One cannot help but think of this in light of the recent case of get extortion in New York. I have no sympathy for a recalcitrant husband who refuses to give his wife a get; it is spousal abuse, plain and simple. However, that does not justify kidnapping, racketeering and torture. The idea that a good aim and rabbinical approval somehow justifies outrageous felonies makes me wonder: what does this mean for all those good men embezzling funds for their yeshivot? Are they too entitled to hazard pay, in the tens of thousands, for their aggressively illegal “righteousness”?

However, I understand the psychological need to justify the criminality: it keeps one’s mind off the real plight of agunot, which is not only a social problem, but a theological one. If our Torah truly cares for the oppressed, how can it be rendered powerless in the face of this exquisite cruelty?

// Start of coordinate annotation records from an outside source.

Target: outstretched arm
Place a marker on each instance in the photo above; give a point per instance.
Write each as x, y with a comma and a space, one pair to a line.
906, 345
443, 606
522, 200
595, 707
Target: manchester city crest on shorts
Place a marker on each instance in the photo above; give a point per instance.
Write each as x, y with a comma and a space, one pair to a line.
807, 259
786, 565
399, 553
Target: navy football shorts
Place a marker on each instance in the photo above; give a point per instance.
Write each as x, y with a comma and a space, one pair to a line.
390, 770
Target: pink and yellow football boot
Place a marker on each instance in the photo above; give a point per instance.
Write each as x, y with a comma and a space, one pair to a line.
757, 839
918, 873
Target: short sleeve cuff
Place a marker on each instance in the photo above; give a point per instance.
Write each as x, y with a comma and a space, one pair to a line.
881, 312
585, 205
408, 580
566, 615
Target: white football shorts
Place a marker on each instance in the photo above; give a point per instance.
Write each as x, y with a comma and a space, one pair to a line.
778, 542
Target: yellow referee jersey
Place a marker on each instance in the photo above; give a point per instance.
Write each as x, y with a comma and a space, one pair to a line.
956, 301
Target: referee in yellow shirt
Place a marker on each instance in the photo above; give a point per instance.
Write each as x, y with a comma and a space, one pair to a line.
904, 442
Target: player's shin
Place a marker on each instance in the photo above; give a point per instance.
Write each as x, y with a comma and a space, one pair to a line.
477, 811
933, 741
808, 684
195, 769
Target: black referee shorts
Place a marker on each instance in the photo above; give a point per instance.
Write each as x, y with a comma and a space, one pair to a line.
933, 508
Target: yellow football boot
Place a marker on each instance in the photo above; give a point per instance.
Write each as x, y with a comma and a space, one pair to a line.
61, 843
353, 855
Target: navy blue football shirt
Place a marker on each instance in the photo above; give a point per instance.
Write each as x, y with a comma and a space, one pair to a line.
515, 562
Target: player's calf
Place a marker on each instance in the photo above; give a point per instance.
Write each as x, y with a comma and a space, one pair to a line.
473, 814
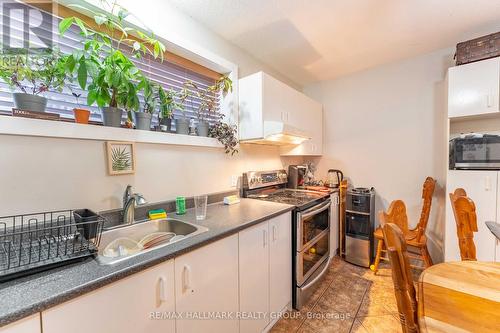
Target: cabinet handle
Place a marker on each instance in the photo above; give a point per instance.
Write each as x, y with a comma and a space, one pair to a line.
489, 102
162, 290
185, 278
487, 183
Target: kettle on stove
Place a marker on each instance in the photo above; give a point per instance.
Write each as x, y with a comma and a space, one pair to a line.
334, 178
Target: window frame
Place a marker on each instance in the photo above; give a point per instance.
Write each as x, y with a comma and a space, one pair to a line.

Are there halakhic solutions out there? I believe that there are, but more importantly, I believe that there must be. Rabbi Dr. Zev Farber outlines many of them in his excellent piece, “No Agunah Left Behind.” We can quibble over which halakhic mechanisms to employ, but not the pressing need for action–not violence, not crime, but true advocacy, initiative and bravery.

Finally, let us consider this. According to the Midrash (Tanhuma, Hayei Sara 4), the final verses of Proverbs are Abraham’s eulogy of Sarah. In that context, we find (31:26), “She has opened her mouth in wisdom and the law of compassion (torat hesed) is upon her tongue.” Torat hesed–what a revolutionary concept!

Isn’t it time we started listening to Mother Sarah’s voice?